FCAU: Fiat Chrysler Auto is the 4th biggest car company by units in USA and includes multiple brands (Chrysler, Jeep, Maserati, Fiat, Alfa Romeo, Dodge, Ram …).
Even if FCAU doesn’t distribute any dividend at the moment, I consider it as an excellent dividend generator due to its family ownership and its undervalued price.
FCAU is in the process of big turnaround started few years ago with Chrysler acquisition from bankruptcy and now improving European and South American Operation of the whole group.

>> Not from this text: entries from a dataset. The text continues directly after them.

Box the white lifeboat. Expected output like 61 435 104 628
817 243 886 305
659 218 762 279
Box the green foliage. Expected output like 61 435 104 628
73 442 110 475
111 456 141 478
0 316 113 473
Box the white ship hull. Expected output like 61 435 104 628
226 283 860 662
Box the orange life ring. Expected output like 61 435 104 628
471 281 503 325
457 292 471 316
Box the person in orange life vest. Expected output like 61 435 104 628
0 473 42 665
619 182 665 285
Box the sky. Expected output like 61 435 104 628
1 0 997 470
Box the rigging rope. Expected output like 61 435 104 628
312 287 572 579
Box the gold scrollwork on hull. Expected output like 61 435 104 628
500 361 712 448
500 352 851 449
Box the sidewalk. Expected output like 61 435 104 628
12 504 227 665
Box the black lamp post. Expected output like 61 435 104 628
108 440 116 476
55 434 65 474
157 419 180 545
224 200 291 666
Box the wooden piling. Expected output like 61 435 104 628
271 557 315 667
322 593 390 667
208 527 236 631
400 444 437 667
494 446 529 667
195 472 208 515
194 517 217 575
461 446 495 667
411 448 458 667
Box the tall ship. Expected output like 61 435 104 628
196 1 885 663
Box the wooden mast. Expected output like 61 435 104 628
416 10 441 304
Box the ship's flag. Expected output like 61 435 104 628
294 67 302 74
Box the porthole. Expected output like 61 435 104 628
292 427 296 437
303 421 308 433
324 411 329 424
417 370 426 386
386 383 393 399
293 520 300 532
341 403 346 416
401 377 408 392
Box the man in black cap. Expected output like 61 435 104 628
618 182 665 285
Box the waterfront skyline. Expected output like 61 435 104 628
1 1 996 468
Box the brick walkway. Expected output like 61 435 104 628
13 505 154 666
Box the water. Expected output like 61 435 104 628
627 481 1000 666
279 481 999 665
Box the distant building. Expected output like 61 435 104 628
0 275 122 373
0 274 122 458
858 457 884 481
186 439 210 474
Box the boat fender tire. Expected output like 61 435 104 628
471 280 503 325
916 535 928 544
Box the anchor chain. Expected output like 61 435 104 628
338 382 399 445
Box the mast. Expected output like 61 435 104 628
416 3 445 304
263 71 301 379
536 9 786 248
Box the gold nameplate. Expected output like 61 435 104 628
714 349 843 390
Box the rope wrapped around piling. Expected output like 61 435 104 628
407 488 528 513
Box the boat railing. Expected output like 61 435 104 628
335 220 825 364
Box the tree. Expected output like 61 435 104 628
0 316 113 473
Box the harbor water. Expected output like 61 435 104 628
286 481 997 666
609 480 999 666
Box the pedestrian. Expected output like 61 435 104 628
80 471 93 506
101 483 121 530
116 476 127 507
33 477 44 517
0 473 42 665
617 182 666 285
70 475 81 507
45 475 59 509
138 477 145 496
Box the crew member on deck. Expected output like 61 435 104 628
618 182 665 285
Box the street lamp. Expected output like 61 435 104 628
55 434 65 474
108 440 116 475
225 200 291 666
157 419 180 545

Its 2018 target of 10B$ EBIT and debt free is ambitious and challenging, especially considering that its capitalization is lower than 8B$. In few words they could buy back the whole company (@current prices) with few months of profit only.
and here my calculation:
- let’s consider that they reach only 8B$ EBIT and 5.5B$ Net Profit
- if they distribute 40% as dividend (very common and conservative number), they will distribute 2.2B$ or 27.5% of current prices
Why am I considering this company?
- I am confident on the management, considering that it has been conservative so far and achieved amazing results from sales and financial point of view, making FCAU shareholders very happy during the last 4 years. On top, it’s one of the few that is very Free Cash Flow concerned. So not only it’s focus on profitability but also on how it’s using its Cash.

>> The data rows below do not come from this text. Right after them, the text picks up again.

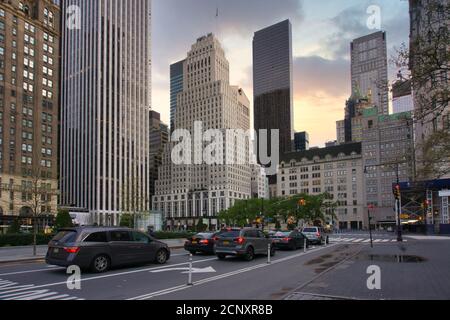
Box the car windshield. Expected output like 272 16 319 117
52 230 77 243
271 232 291 238
195 233 213 239
302 228 317 233
217 230 240 238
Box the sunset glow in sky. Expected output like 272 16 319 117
152 0 410 147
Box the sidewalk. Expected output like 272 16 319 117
0 239 187 264
285 239 450 300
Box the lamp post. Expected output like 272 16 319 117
368 204 374 248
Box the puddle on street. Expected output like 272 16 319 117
357 254 426 263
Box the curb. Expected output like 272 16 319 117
0 246 186 265
0 257 45 265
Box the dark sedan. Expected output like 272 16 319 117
46 227 170 273
270 230 308 250
184 232 217 255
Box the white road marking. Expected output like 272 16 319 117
0 279 82 301
128 244 339 300
0 257 218 296
0 267 64 277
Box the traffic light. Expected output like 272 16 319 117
393 184 401 200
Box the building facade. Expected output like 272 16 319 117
0 0 60 219
153 34 252 230
149 111 168 207
362 107 415 228
251 164 269 199
277 143 365 230
392 80 414 114
351 31 389 115
60 0 151 225
253 20 294 160
294 131 309 151
170 59 184 134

- Few things are going to improve Net Profit in the coming quarters:
- lower interest cost (in few years it could be reduced by 1B$)
- expansion in Asia of Maserati and Jeep Brand
- recovery in Brasil (where it’s the biggest producer)
- additional operational improvement in Europe, where Fiat and Jeep growth can guarantee decent profit
- on top, a stronger $ could boost american profit comparing with the debt in € currency
Clearly there are also risks:
- Alfa Romeo’s relaunch that has failed so far
- Drop in Global vehicle demand, softening in USA where they have pushed aggressively
- low marginality in Europe
However, I believe these are more than included in current prices.
It’s clear that if half of the things goes along, FCAU is highly undervalued and it could generate a massive dividend.
And I am not alone: according to Morningstar, FCAU is a 5 stars investment with 900m$ free cash flow in 2015 and 800m $ in the last six months (+100% YoY), with 16$ target price (today is 6,5$)!!
In 2018, with 1-2$ potential dividend per share, it could be your next dividend for you.